To those rough and uncultured men it was enough to have the presence in the camps of Cuba of their legendary leaders for them to be willing to die for the war previously conceived by Martí’s genius. Many joined, but the decisive presence of every one of these generals in the Cuban scrubland was a personal triumph of the Apostle; if the mambí soldier had greater or lesser awareness of it, very little would it matter to this man so little motivated by personal honors, but History is conclusive in this respect: If the miracle of the uprising was wrought, it was because beforehand, Martí–by way of his most formidable tool, the Cuban Revolutionary Party (PRC)–patiently and systematically organized, with regal intelligence, the colossal conspiracy.

It borders on insolence to reduce to mythical status the exalted merits of the Cuban who combines in himself such a sublime confluence of virtues. Yes, we greatly need to demystify Martí, strip him of the saintly cassocks that he never wore, and take him down from the altars that he never sought for himself. But to demystify him does not imply wiping out his proven merits: let us take care that our repugnance for the saccharine storyline and opportunistic flattery of despots who seek to legitimize themselves does not obscure before our gaze the brilliance and authentic nobility of the visionary hero.

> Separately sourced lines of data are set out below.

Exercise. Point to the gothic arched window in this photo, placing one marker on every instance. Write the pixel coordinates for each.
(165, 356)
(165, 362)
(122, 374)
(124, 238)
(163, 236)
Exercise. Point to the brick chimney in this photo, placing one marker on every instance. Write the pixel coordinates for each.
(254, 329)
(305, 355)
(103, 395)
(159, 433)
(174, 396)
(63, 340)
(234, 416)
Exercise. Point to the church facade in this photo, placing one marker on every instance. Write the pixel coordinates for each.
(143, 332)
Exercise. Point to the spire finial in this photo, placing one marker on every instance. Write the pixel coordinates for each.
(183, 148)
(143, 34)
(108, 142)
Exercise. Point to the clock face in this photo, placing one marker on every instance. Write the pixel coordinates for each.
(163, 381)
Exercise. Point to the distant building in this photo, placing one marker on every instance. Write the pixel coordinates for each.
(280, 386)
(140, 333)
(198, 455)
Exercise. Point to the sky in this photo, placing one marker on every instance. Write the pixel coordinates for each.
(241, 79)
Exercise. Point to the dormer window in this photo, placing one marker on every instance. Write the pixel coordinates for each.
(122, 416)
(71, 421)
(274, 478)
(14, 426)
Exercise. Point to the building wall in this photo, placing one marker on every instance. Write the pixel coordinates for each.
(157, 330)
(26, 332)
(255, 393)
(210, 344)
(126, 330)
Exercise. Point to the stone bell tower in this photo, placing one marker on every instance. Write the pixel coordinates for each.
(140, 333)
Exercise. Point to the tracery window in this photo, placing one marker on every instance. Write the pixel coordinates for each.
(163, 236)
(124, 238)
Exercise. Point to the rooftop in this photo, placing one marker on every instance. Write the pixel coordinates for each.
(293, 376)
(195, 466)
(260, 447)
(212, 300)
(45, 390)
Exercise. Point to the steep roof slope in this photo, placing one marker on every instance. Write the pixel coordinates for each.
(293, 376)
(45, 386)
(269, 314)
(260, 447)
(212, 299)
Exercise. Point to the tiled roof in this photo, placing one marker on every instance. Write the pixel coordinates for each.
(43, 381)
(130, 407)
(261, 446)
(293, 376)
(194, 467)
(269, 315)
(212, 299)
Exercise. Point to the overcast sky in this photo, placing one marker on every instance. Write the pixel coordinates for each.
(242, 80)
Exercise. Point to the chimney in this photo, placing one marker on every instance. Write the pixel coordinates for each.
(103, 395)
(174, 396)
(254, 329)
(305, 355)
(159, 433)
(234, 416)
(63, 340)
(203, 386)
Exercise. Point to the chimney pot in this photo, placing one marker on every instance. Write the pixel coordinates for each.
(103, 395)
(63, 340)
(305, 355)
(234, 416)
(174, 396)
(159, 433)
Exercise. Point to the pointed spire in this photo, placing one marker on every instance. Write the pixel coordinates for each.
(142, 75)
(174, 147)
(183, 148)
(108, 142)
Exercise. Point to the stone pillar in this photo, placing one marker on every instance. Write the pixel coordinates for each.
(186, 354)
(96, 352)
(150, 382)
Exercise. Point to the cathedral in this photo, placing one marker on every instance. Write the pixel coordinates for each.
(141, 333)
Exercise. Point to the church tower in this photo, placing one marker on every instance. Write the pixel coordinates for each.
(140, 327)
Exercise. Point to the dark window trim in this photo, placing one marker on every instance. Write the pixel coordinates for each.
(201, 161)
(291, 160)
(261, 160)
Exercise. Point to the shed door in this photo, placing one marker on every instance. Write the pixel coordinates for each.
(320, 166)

Definitely, it was not a military man who fell at the light of day in the first skirmish, and if he was promoted in death to Major General by the unconquered Máximo Gómez–profound knower of men and quite sparing in conferring honors–it was also because the great soul of the Old Man from Baní, forged in all the pains of war, was ultimately conquered without reservation by the mysterious influence of the Master.

And let us not forget: If one gesture by Gómez was enough to mobilize the entire mambí army, along with this gesture–as his supreme victory–went the order of he who died at Dos Ríos for the poor of the Earth.

See: Martí and the Idea of a Single Party.

Translator’s Notes:

* A common epithet of José Martí in Cuban writings.